26.11.2018 / Verfasser: Tanja Wachter

Im In- und Ausland tätige Geschäftsführer

Im Zusammenhang mit Geschäftsführertätigkeiten und Ausland gibt es steuerlich viele Vorschriften zu beachten. So kann es z.B. durch die ausländische Geschäftsführerposition zu einer schädlichen Mitwirkung kommen, die zur Hinzurechnungsbesteuerung nach § 1 AStG führt. Ist ein Geschäftsführer im Ausland tätig, sind ebenso entsprechende DBA-Regelungen sowie nationale Rechtsvorschriften des jeweiligen Staates zu beachten. All diese Zusatzvorschriften können die Besteuerung bzw. die Besteuerungsfolgen für Geschäftsführer sehr komplex werden lassen.

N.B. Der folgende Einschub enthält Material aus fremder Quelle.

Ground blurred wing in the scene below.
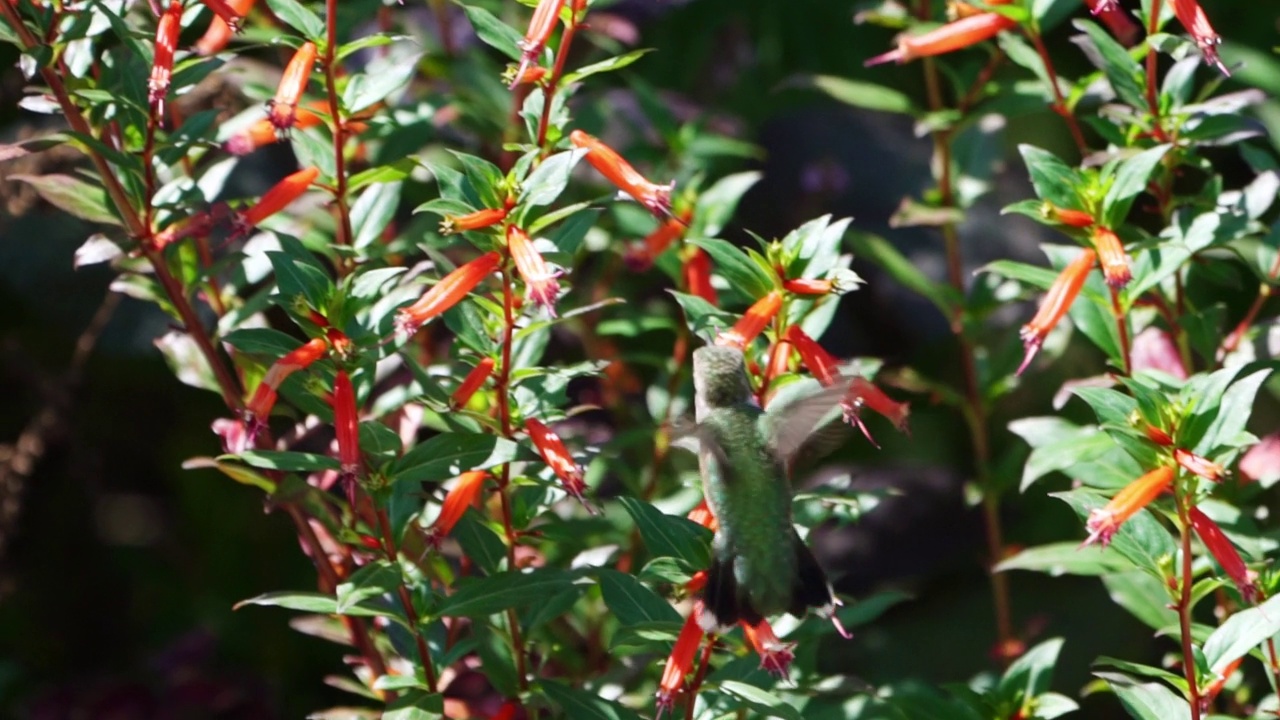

Für den Einsatz eines Geschäftsführers werden nachfolgend kurz die Folgen für die Konstellationen, dass ein inländischer Geschäftsführer auch Geschäftsführer im Ausland ist, er aber nur Arbeitslohn von der inländischer Mutter bekommt, für die ausländische Tochter wird er unentgeltlich tätig. Oder ein ausländischer Geschäftsführer bekommt nur im Ausland Gehalt, die Tätigkeit beim inländischen Tochterunternehmen erfolgt unentgeltlich, durchleuchtet.

Organe von Kapitalgesellschaften fallen regelmäßig in den Anwendungsbereich des Art. 15 OECD-MA. Sie üben ihre Tätigkeit grundsätzlich an dem Ort aus, an dem sie sich persönlich aufhalten. Zu beachten sind jedoch die in einigen DBA enthaltenen Sonderregelungen zu den Geschäftsführervergütungen. Diese sind stets vorrangig anzuwenden.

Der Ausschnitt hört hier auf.